Le salaire est un point noir pour beaucoup de clubs, qui dépensent trop à ce niveau au regard de leurs performances et, donc, de leurs revenus puisque les droits médias et les rentrées billetteries dépendent du classement de l’équipe. “Vu ce qui est attendu par la Pro League à l’horizon 2027, il va falloir un grand changement”, poursuit Trudo Dejonghe, à propos des 70 % à atteindre. “Une entreprise doit être capable de payer ses salaires avec les seules rentrées du chiffre d’affaires”, et non plus grâce à des revenus exceptionnels comme les rentrées transferts ou des hausses de capital. La masse salariale d’Anderlecht (56,9 millions) est largement supérieure au chiffre d'affaires (38M), par exemple. “Beaucoup de clubs ont une masse salariale qui représente à elle seule 120 % ou plus du chiffre d’affaires. Vous imaginez ? D’où le besoin de vendre pour survivre. C’est d’ailleurs le modèle de la ligue belge : revendre des joueurs formés ou achetés jeunes pour faire des bénéfices.”
Mais ce modèle ne suffit même plus pour aboutir à un équilibre. Les coûts de fonctionnement – les salaires en tête – sont tels que les bilans de fin de saison sont négatifs pour neuf des treize clubs qui ont publié leurs comptes 2021-22, même lorsqu’on ajoute les rentrées transferts. Et encore, il est à peine positif pour les autres. Ou il l’est grâce à une opération financière exceptionnelle de 33 millions, dans le cas d’Anderlecht, par exemple.

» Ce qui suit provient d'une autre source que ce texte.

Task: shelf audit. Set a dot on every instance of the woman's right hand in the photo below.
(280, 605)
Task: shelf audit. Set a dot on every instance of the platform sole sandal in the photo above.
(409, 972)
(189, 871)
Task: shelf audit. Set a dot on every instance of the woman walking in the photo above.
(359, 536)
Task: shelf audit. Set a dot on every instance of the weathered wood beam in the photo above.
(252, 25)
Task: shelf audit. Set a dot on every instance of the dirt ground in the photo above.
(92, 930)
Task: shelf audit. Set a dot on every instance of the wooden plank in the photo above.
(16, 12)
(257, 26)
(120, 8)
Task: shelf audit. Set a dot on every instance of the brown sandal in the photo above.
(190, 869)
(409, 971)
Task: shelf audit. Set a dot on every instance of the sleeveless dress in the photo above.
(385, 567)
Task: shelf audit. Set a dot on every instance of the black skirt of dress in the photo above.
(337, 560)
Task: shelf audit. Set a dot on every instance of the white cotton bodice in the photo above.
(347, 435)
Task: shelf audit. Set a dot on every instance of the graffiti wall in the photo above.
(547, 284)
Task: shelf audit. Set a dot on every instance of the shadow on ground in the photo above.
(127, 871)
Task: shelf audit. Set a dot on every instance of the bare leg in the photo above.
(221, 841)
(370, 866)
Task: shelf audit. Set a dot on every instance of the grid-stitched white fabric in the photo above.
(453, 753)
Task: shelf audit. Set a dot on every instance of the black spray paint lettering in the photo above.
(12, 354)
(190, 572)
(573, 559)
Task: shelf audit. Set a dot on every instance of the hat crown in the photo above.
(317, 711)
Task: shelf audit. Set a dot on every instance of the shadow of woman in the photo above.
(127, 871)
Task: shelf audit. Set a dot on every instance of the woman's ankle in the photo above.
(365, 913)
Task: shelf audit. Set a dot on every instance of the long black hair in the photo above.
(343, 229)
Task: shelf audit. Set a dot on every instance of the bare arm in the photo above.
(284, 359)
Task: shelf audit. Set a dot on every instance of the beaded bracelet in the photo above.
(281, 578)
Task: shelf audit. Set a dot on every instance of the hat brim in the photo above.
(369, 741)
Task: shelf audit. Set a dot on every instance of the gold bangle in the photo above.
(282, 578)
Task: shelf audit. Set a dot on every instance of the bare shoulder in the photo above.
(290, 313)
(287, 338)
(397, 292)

3. Hausse de capital : la bouée de secours, mais jusqu’à quand ?
Depuis quelques années, à défaut d’être colmatées, les fuites sont compensées par de gros apports financiers des propriétaires. La Ligue a calculé qu’il y a eu 363 millions € de hausses de capital dans seize clubs de D1 et D2 entre 2019 et 2022. Ce procédé était plafonné avant 2020 à hauteur de 30 millions € sur trois ans. Mais la limite a sauté au nom de la crise financière provoquée par le Covid… et n’est jamais réapparue. “Maintenant que le Covid est passé, il faut réadapter cette règle. Le gouvernement fédéral doit dire que les hausses de capital sans fin, c’est terminé”, estime Trudo Dejonghe.
Car même dans le nouveau plan, ces injections artificielles peuvent encore compenser des manquements au niveau fonds propres et salaires. Jusqu’à quand les investisseurs vont-ils remplir le tonneau des Danaïdes de Pro League ? Et que se passera-t-il lorsqu’ils diront “stop”, avec des clubs cumulant dettes et fonds propres négatifs ? C’est toute la question.